#  > > >  >  > Форум >  > > >  >  > Образ жизни >  > > >  >  > Образ жизни >  > > >  >  > Дом и семья >  > > >  >  >  Ищем комнату или квартирку

## Naridel

Мы -  мальчик и  девочка  ( 26/25 лет , спокойные, порядочные, без вредных привычек и зверей, вегетарианцы, занимаемся раджа-йогой, очень уважаем буддизм, всегда ходим послушать Геше Тинлея, когда он бывает в Москве, и вообще хорошие люди)) хотим снять комнату в двушке  или 1-комнатную квартиру в Москве ( рассматривается и не очень далёкое Подмосковье) .Требования : на долгий срок, наличие мебели в комнате не обязательно. Желательное (опять-таки не обязательное) расположение - ЮЗАО, низ оранжевой, серой веток, хотелось бы вблизи леса или парка. Денег : за комнату - не более 15000, за квартиру - не более 18000(можно вовсе пустую).

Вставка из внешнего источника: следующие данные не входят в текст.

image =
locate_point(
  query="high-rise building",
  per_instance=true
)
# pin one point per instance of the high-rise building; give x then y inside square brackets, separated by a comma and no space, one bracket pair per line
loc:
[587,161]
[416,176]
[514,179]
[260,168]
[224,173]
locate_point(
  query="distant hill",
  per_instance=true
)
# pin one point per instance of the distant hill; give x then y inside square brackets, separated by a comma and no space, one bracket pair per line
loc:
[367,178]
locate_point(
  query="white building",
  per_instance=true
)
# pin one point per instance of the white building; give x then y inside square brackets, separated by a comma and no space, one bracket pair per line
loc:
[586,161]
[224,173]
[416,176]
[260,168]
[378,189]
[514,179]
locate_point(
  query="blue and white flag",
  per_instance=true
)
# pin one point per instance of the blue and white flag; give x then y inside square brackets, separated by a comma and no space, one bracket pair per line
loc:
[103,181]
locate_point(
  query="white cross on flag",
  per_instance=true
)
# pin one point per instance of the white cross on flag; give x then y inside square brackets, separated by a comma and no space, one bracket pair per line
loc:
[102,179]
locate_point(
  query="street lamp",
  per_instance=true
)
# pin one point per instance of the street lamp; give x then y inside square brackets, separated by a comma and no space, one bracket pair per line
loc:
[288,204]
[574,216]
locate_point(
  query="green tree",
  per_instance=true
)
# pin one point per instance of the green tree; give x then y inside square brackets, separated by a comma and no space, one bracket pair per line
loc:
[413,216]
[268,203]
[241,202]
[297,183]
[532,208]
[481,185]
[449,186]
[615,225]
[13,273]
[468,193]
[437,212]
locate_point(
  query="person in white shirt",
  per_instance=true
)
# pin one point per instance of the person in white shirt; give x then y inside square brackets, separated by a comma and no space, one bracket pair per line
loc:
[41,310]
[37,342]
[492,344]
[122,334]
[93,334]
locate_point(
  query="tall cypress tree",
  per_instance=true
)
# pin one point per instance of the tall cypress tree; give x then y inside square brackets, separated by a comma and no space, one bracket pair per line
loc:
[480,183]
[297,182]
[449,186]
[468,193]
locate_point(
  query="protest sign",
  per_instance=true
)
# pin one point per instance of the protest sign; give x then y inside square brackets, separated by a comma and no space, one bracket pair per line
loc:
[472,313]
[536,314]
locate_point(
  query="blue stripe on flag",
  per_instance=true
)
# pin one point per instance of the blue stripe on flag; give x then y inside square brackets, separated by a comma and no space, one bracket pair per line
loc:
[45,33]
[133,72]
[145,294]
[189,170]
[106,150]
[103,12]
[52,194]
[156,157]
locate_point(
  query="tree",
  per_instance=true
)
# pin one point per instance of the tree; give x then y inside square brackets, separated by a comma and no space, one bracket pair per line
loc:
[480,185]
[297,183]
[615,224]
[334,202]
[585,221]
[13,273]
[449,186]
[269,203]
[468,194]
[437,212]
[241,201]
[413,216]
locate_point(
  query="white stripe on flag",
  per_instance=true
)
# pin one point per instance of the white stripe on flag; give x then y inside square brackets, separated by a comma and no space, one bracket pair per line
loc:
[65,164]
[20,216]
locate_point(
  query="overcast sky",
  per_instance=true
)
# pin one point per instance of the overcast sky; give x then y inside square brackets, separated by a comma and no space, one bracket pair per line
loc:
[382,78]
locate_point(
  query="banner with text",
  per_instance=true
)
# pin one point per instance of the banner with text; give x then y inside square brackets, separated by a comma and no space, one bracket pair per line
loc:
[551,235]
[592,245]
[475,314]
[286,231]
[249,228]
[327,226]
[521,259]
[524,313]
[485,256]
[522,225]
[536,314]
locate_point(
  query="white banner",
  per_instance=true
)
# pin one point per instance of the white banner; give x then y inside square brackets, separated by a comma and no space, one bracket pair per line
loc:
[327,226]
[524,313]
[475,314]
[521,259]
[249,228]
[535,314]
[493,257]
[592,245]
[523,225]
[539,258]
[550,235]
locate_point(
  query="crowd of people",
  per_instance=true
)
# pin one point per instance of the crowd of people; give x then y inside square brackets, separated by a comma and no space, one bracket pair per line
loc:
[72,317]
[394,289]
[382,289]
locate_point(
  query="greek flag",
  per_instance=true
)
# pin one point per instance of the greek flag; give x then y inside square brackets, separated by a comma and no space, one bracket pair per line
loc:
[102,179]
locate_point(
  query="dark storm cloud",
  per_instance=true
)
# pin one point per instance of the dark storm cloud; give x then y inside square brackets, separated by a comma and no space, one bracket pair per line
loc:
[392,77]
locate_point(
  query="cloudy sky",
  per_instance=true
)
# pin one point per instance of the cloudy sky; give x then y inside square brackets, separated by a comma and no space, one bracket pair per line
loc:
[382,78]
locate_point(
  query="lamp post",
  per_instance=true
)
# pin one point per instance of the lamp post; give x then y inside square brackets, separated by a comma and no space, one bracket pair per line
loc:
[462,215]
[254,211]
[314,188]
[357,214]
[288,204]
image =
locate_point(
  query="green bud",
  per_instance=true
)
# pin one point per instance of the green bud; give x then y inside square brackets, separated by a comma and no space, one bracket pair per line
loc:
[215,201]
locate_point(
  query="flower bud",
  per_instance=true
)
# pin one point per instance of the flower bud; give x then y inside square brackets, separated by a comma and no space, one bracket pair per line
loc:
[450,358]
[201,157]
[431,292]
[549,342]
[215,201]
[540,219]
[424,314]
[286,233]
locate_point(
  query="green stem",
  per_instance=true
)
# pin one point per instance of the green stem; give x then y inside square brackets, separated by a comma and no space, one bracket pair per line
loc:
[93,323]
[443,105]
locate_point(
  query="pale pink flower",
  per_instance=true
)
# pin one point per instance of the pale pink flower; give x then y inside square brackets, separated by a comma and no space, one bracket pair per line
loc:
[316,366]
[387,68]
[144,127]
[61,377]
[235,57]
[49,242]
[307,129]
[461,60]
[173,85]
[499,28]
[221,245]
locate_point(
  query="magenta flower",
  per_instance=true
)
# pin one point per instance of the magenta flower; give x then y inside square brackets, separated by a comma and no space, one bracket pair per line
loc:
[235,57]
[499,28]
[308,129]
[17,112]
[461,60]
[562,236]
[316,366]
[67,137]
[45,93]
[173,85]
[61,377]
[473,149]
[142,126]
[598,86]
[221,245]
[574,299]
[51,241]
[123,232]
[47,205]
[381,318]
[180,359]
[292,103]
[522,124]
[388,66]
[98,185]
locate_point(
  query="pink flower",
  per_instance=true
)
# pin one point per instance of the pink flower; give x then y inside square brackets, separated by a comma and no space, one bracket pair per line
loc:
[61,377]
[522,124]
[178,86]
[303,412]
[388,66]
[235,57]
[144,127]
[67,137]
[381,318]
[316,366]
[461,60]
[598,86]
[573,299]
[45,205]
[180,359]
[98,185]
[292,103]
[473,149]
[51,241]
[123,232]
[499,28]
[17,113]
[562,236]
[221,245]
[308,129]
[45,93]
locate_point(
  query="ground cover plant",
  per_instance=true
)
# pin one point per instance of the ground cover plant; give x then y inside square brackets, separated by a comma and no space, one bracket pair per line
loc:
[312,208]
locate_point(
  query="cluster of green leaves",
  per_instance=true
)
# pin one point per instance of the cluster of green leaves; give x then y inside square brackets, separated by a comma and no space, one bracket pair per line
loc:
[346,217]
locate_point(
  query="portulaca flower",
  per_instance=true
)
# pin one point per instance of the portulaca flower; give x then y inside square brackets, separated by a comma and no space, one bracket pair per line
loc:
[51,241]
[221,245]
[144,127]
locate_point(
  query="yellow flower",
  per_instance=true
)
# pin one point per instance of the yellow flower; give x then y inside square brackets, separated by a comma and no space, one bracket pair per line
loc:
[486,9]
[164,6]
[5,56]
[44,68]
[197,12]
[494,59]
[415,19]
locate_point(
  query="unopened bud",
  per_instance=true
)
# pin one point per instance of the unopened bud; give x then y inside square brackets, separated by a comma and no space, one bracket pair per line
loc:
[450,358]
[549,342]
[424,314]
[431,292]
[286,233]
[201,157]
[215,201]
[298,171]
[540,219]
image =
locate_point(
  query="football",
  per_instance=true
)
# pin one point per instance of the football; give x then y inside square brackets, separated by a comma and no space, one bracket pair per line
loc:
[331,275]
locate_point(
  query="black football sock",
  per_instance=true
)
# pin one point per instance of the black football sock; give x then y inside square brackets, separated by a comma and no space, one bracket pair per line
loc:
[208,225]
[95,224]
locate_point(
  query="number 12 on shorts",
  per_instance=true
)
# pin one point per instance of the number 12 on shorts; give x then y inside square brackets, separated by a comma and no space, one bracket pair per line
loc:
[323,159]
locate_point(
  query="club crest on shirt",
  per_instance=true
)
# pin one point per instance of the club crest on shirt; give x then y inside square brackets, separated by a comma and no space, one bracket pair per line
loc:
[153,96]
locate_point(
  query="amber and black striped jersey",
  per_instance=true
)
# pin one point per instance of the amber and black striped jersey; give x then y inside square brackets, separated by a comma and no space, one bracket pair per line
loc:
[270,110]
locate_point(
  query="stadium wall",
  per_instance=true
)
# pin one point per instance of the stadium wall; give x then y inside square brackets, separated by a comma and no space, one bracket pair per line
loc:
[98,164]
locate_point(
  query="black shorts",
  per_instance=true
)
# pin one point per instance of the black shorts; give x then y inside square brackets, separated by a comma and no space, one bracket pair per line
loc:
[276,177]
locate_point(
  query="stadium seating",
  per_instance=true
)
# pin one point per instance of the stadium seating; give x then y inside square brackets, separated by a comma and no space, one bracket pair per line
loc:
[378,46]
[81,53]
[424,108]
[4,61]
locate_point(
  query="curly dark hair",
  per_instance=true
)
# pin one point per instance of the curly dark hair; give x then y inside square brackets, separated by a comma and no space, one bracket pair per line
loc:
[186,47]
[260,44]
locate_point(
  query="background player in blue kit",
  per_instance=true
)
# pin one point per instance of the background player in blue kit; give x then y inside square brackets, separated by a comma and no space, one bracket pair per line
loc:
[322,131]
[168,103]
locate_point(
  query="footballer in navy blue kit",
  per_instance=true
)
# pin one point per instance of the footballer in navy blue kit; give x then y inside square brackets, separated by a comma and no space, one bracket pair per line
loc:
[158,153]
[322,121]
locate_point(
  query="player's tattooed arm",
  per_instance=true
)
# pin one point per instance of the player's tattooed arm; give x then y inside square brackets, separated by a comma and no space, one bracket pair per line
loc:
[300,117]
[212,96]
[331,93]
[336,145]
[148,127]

Платить комиссию посредникам не хотелось бы  :Frown: 

Если кто-то может помочь (знакомые сдают, или знакомые знакомых  :Smilie:  - пишите, пожалуйста, здесь, на мыло naridel (at)gmail.com или в личку. Заранее благодарны! :Smilie:

----------


## Fedor Vetrov

Здравствуйте! Я как раз сдаю комнату в г. Королеве, за 8 000 руб. Это от м. ВДНХ минут 20 на автобусе (если, без пробок). Рядом есть лес, и озеро. Комната с мебелью, есть интернет, стир. машинка. Единственно, что не очень вам подходит, это то, что в квартире 4 комнаты. Но вы подумайте, если что, звоните. Мой телефон 8919-761-52-99 Лариса

----------


## Naridel

Спасибо, что откликнулись, но вот буквально да дня назад мы уже нашли жильё, я просто тему закрыть забыла))

----------